A ratio-independent amplifier is used to double amplify (i.e., amplify with a gain of 2) a difference between two input signals, regardless of a mismatched capacitance ratio. For example, two capacitors in a conventional SC amplifier may be designed to have a ratio of one to one. However, it can be difficult to realize a precise capacitance ratio of one to one due to errors in device tolerances. As a result, a conventional SC amplifier may not output an amplified signal having a precise gain. Accordingly, a ratio-independent SC amplifier scheme provides a circuit that may be capable of outputting an amplified signal with a double gain despite device tolerances.
A ratio-independent switched capacitor amplifier may be used in a circuit requiring an amplifier with a double gain. For example, in general, a cyclic analog-digital converter and/or a pipeline analog-digital converter may include an amplifier circuit. The cyclic analog-digital converter and/or pipeline analog-digital converter may use a ratio-independent switched capacitor amplifier in order to double amplify a difference between input signals.
A conventional ratio-independent switched capacitor amplifier may include an operational amplifier, a capacitor, and a feedback capacitor. Although not shown in figures, the capacitor is connected to an inverting terminal of the operation amplifier, and the feedback capacitor is connected to an output terminal of the amplifier to form a feedback loop.

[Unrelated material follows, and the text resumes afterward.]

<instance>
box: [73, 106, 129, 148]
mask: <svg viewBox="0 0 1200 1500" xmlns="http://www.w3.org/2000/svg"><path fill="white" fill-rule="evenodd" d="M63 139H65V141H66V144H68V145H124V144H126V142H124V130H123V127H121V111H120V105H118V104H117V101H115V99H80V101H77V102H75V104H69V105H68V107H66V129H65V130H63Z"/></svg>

A ratio-independent switched capacitor amplifier samples/charges an input voltage on a sampling capacitor at a first stage and discharges the charged voltage (or charges) of the sampling capacitor to a feedback capacitor at a second stage. That is, during the second stage, charges stored in the sampling capacitor are sent to the feedback capacitor. Afterwards, an input voltage is again charged in the sampling capacitor at a third stage, and charges stored in the sampling capacitor are discharged to the feedback capacitor at a fourth stage. In accordance with the above-described approach, a ratio-independent switched capacitor amplifier may store double charges of an input voltage in a capacitor, and as a result may have a double gain of charges in the capacitor.
A ratio-independent switched capacitor amplifier may require four stages of operation, including two sampling stages, in order to obtain a double gain. Accordingly, the conventional manner approach may have a disadvantage, in that it is may not be suitable for applications needing high-speed amplifier operation.